Cass. 2e civ., 19 oct. 2023, no 21-19600
Il est couramment admis que l’indemnité journalière de repos maternel est accordée aux adoptants ou accueillants qui cessent leur activité professionnelle (CSS, art. L. 331-7). Pour autant, la règle ne joue pas à l’égard de l’adoption d’un enfant polynésien. Pour le bénéfice de l’indemnité de repos, l’enfant doit avoir été confié aux adoptants par un service départemental d’aide sociale à l’enfance, un organisme français autorisé pour l’adoption ou l’Agence française de l’adoption (CSS, art.
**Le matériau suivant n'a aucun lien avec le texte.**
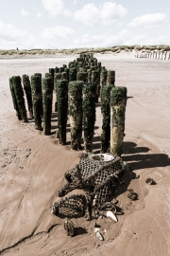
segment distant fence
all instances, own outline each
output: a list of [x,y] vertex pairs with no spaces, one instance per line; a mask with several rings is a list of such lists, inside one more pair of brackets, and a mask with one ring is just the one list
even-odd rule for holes
[[155,60],[170,60],[170,51],[143,51],[135,55],[136,58],[155,59]]

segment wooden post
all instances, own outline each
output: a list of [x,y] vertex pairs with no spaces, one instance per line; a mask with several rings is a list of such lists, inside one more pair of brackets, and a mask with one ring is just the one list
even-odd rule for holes
[[102,133],[101,133],[101,152],[108,152],[110,140],[110,90],[113,85],[106,85],[102,92]]
[[15,96],[15,91],[13,88],[13,83],[12,83],[12,78],[9,78],[9,87],[10,87],[10,93],[11,93],[11,97],[12,97],[12,101],[13,101],[13,107],[16,110],[16,116],[18,118],[19,120],[22,119],[20,112],[19,112],[19,107],[18,107],[18,103],[17,103],[17,100],[16,100],[16,96]]
[[23,75],[23,85],[27,100],[29,116],[32,119],[33,118],[32,94],[31,94],[30,81],[27,75]]
[[53,100],[53,78],[42,79],[43,134],[51,134],[51,112]]
[[56,102],[55,102],[55,111],[58,111],[58,81],[61,79],[61,74],[60,73],[55,73],[54,74],[54,87],[55,87],[55,92],[56,92]]
[[82,137],[82,81],[69,82],[69,114],[71,126],[71,147],[81,149]]
[[57,82],[58,97],[58,137],[60,143],[66,144],[66,125],[68,110],[68,82],[67,80],[58,80]]
[[110,93],[110,153],[121,155],[125,131],[127,87],[113,87]]
[[21,83],[21,78],[19,76],[12,77],[12,85],[13,85],[21,119],[24,122],[27,122],[27,116],[26,116],[25,98],[24,98],[24,90]]
[[42,76],[34,74],[31,76],[32,103],[34,110],[35,129],[42,131]]
[[109,84],[114,85],[114,82],[115,82],[115,71],[108,70],[106,84],[107,85],[109,85]]
[[83,120],[84,120],[84,150],[92,152],[94,129],[95,123],[96,86],[85,83],[83,86]]

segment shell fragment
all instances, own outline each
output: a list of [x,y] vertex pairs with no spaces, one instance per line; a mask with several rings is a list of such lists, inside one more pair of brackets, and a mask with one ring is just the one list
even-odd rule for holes
[[112,211],[108,210],[106,215],[107,215],[107,218],[110,217],[112,220],[114,220],[115,222],[118,222],[116,215]]
[[96,237],[97,237],[99,240],[101,240],[101,241],[104,240],[103,235],[102,235],[99,231],[96,232]]

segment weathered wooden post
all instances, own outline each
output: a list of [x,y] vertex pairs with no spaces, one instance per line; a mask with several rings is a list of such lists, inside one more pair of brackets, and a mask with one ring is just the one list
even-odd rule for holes
[[98,102],[98,97],[100,94],[100,76],[98,70],[92,70],[92,82],[95,84],[96,87],[96,98],[95,102]]
[[80,70],[76,73],[76,81],[83,81],[88,82],[88,73],[84,70]]
[[18,107],[18,103],[17,103],[17,100],[16,100],[14,88],[13,88],[12,78],[9,78],[9,87],[10,87],[10,93],[11,93],[12,101],[13,101],[13,107],[16,110],[16,116],[18,119],[21,120],[22,118],[19,112],[19,107]]
[[162,51],[162,59],[161,60],[162,60],[162,55],[163,55],[163,51]]
[[32,106],[32,95],[31,95],[31,86],[29,77],[27,75],[23,75],[23,85],[26,92],[27,106],[30,118],[33,117],[33,106]]
[[71,147],[74,150],[81,149],[82,137],[82,81],[69,82],[69,114],[71,126]]
[[83,120],[84,120],[84,150],[92,152],[95,123],[96,86],[85,83],[83,86]]
[[113,70],[108,70],[108,72],[107,72],[107,82],[106,82],[106,84],[107,85],[109,85],[109,84],[114,85],[114,82],[115,82],[115,71],[113,71]]
[[127,87],[113,87],[110,91],[110,153],[121,155],[125,131]]
[[55,111],[58,111],[58,81],[61,79],[61,74],[60,73],[55,73],[54,75],[54,87],[55,87],[55,92],[56,92],[56,101],[55,101]]
[[42,75],[39,73],[31,76],[32,103],[34,110],[35,129],[42,131]]
[[21,83],[21,78],[19,76],[12,77],[12,85],[13,85],[21,119],[24,122],[27,122],[27,116],[26,116],[25,98],[24,98],[24,90]]
[[54,68],[49,68],[49,73],[52,75],[52,78],[53,78],[53,89],[54,89]]
[[102,133],[101,133],[101,152],[105,153],[110,148],[110,90],[113,85],[106,85],[102,92]]
[[89,69],[87,70],[87,73],[88,73],[88,78],[87,78],[87,80],[88,80],[88,82],[90,83],[90,82],[92,82],[92,70],[89,68]]
[[58,80],[57,82],[58,97],[58,137],[60,143],[66,144],[66,125],[68,110],[68,82],[67,80]]
[[107,69],[102,68],[100,72],[100,99],[102,101],[102,91],[103,87],[106,85],[107,82]]
[[76,68],[70,68],[69,69],[69,82],[76,80]]
[[43,134],[51,134],[51,112],[53,101],[53,78],[42,79]]
[[170,52],[169,52],[169,57],[168,57],[168,60],[170,60]]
L. 161-6). Or, la coutume polynésienne ne coïncide pas avec notre droit de la sécurité sociale, ni d’ailleurs avec le droit civil de l’adoption. L’arrêt rendu a pour objet de s’inscrire dans l’évolution du droit positif. La Cour de cassation juge dans l’arrêt rapporté que les conditions d’ouverture des droits à l’indemnité journalière de repos ne sont pas réunies puisque l’enfant n’a pas été confié en vue de l’adoption par un organisme agréé.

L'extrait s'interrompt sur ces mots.